Maximum Likelihood Estimation is Sensitive to Starting Points

October 21, 2016

In my previous post, I derive a formulation to use maximum likelihood estimation (MLE) in a simple linear regression case. Looking at the formulation for MLE, I had the suspicion that the MLE will be much more sensitive to the starting points of a gradient optimization than other linear regression methods. To demonstrate the sensitivity to the starting points, I ran 10,000 linear regressions. For each starting point I ran a MLE and a root mean square minimization to determine the optimum quadratic parameters to fit a polynomial to the data. As it turns out, the root mean square optimizations were just as good, or better than the MLE for every case. All of the code for this comparison is available here.

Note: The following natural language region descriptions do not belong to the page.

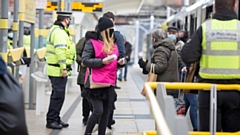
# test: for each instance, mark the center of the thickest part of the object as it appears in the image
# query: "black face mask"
(111, 31)
(68, 24)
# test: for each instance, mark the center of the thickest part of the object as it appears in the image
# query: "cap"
(104, 23)
(175, 29)
(10, 30)
(64, 13)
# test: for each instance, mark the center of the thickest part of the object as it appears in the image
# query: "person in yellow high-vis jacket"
(10, 39)
(57, 67)
(216, 46)
(71, 52)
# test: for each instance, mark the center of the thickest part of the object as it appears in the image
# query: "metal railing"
(157, 112)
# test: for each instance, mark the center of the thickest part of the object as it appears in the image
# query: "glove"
(145, 72)
(142, 63)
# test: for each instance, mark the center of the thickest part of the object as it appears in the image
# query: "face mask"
(68, 23)
(111, 32)
(10, 35)
(173, 37)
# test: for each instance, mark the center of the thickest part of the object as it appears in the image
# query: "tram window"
(191, 24)
(186, 24)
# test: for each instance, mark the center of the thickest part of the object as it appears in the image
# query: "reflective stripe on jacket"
(57, 41)
(220, 50)
(107, 73)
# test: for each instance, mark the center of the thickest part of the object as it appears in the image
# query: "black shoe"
(109, 127)
(54, 125)
(120, 79)
(116, 87)
(84, 122)
(113, 122)
(63, 124)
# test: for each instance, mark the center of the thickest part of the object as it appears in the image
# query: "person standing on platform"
(10, 39)
(80, 80)
(100, 55)
(215, 45)
(128, 48)
(121, 49)
(119, 40)
(57, 69)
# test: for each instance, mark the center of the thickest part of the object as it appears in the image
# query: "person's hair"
(109, 15)
(159, 34)
(108, 41)
(61, 18)
(224, 4)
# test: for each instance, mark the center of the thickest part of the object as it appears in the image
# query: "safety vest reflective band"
(56, 51)
(220, 50)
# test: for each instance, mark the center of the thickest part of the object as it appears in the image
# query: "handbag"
(152, 77)
(95, 85)
(12, 112)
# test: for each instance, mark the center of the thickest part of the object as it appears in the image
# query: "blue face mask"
(173, 37)
(10, 35)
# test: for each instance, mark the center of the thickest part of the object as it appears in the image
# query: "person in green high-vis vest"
(216, 46)
(58, 67)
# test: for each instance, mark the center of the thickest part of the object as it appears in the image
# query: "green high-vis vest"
(57, 41)
(220, 50)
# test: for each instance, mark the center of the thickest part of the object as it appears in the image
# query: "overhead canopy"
(122, 6)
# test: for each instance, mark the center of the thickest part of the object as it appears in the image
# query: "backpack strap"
(169, 56)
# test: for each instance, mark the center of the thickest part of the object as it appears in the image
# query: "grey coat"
(166, 62)
(81, 69)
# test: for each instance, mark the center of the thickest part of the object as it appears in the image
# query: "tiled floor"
(132, 112)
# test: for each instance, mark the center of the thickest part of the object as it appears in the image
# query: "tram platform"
(132, 114)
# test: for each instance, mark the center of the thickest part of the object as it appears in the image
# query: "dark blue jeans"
(57, 98)
(86, 105)
(125, 71)
(191, 101)
(99, 115)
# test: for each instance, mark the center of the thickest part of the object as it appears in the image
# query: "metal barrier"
(157, 113)
(170, 125)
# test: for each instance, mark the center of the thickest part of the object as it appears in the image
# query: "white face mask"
(173, 37)
(10, 35)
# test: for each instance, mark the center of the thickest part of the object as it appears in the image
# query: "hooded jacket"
(192, 50)
(166, 62)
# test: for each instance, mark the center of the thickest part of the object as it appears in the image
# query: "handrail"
(218, 133)
(157, 113)
(158, 116)
(195, 86)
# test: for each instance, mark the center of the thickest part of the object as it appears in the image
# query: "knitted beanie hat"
(104, 23)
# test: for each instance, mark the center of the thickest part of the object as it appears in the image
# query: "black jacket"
(192, 50)
(128, 48)
(82, 70)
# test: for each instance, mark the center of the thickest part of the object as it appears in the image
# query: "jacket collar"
(59, 24)
(224, 15)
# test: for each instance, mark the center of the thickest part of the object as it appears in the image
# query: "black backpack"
(12, 112)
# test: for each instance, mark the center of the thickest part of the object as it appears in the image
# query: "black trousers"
(86, 106)
(56, 99)
(228, 111)
(99, 115)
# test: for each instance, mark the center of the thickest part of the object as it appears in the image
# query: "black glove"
(145, 72)
(142, 63)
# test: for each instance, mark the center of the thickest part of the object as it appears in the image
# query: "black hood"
(96, 35)
(225, 14)
(167, 42)
(92, 34)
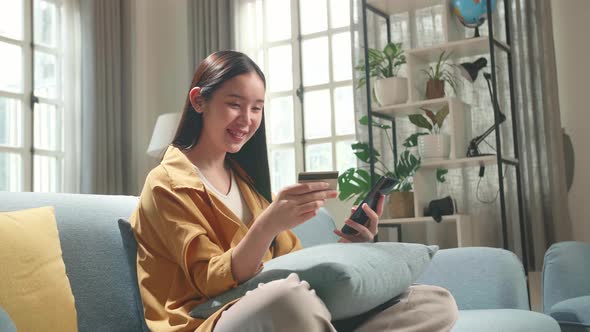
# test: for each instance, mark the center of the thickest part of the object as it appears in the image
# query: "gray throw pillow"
(350, 278)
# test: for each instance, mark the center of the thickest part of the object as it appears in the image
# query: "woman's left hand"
(366, 232)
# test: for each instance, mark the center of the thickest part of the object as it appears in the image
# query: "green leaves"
(436, 120)
(382, 64)
(361, 151)
(420, 121)
(405, 170)
(412, 140)
(354, 182)
(365, 121)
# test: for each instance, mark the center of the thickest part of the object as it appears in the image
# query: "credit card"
(330, 177)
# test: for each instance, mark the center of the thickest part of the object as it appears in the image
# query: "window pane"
(10, 172)
(345, 158)
(45, 75)
(11, 19)
(281, 120)
(282, 170)
(280, 71)
(47, 174)
(318, 118)
(10, 122)
(344, 110)
(341, 57)
(11, 68)
(318, 157)
(339, 13)
(47, 127)
(314, 16)
(315, 61)
(45, 23)
(278, 20)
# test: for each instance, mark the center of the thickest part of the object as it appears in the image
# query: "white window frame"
(27, 151)
(300, 142)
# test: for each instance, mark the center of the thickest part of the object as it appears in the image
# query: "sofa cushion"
(479, 278)
(574, 311)
(130, 245)
(317, 230)
(494, 320)
(566, 273)
(35, 291)
(93, 254)
(351, 278)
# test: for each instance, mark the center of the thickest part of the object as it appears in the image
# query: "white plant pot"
(434, 147)
(391, 90)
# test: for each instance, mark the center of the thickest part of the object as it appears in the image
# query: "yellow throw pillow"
(34, 288)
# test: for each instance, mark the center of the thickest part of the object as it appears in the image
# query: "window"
(31, 99)
(304, 49)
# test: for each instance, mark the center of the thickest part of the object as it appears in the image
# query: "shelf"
(402, 110)
(419, 220)
(401, 6)
(461, 48)
(463, 162)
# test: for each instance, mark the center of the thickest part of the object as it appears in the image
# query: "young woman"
(206, 222)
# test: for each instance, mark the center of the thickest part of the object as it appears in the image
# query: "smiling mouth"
(237, 133)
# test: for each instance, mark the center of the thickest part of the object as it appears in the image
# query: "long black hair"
(211, 73)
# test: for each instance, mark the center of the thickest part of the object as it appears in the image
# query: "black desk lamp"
(472, 149)
(470, 70)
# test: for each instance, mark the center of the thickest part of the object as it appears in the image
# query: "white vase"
(391, 90)
(434, 147)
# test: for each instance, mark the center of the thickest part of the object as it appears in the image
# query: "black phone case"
(359, 216)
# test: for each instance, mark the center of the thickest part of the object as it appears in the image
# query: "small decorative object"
(384, 66)
(435, 145)
(472, 13)
(438, 75)
(470, 70)
(440, 207)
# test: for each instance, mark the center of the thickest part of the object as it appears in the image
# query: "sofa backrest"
(95, 258)
(93, 254)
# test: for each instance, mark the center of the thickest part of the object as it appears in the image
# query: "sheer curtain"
(105, 120)
(72, 96)
(537, 110)
(210, 27)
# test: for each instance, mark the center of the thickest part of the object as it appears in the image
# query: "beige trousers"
(290, 305)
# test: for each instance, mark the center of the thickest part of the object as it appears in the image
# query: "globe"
(472, 13)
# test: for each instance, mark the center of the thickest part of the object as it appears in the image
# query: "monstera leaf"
(361, 151)
(354, 182)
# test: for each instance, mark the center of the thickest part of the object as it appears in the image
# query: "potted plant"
(384, 67)
(437, 76)
(434, 145)
(355, 182)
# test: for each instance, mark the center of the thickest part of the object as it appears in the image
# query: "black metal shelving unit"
(501, 161)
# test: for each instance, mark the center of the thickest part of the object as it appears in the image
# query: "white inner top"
(233, 200)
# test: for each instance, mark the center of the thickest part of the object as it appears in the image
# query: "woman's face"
(233, 113)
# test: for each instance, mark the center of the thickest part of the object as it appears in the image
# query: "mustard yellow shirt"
(185, 239)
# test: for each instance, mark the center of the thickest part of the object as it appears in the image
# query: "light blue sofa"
(488, 284)
(566, 285)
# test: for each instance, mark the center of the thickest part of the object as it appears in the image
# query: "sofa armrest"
(480, 278)
(566, 272)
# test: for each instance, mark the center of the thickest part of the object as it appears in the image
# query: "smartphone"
(330, 177)
(382, 187)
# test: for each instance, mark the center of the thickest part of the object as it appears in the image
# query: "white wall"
(572, 49)
(161, 71)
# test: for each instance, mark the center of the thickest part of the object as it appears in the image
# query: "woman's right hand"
(294, 205)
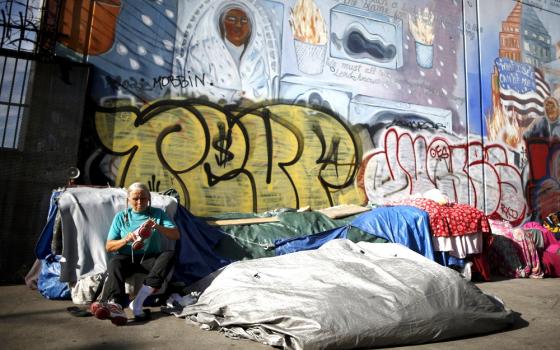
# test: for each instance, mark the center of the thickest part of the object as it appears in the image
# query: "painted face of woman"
(237, 27)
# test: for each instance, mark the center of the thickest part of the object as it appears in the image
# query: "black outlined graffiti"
(255, 159)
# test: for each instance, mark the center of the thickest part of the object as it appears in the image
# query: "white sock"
(138, 302)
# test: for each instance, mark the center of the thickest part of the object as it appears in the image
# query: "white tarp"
(342, 296)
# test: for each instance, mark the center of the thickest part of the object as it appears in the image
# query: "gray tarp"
(345, 295)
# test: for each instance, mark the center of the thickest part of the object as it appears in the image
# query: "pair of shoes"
(110, 310)
(78, 311)
(146, 315)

Perhaps one of the simplest and most commonly used alternative objective functions for linear regression is the root mean square error (RMSE). RMSE is the square root of the mean square error, and mean square error is the average of the square residuals \( r \). For this purpose, RMSE is defined in the following equation.

$$ RMSE = \sqrt{\frac{1}{n}\sum_{i=1}^n r^2} $$

The goal of the linear regression would be to find which parameters minimize the RMSE. As it turns out for my particular model and dataset, the optimum of the MLE will be the optimum of minimizing the RMSE. With this in mind I generated 10,000 random starting points. From each starting point I ran a MLE and a minimizing RMSE using gradient optimizations.

It turns out that for the BFGS algorithm, MLE is more sensitive to starting points than minimizing RMSE. I concluded this because of my 10,000 runs the RMSE performed better 7,668 times. Interesting enough the MLE and RMSE were equivalent 2,332 times, and never did the MLE produce a better match than the RMSE method. I’ve included pie chart which helps to visualize the results.

MLE and RMSE equivalent 23.3% of time. RMSE was better 76.7% of the time. Never was MLE better.

A bit of disclaimer, these results are very model dependent. What happens with my log-likelihood equation is that it has a tendency to go to infinity with a poor starting point, which creates problems with the gradient optimization method.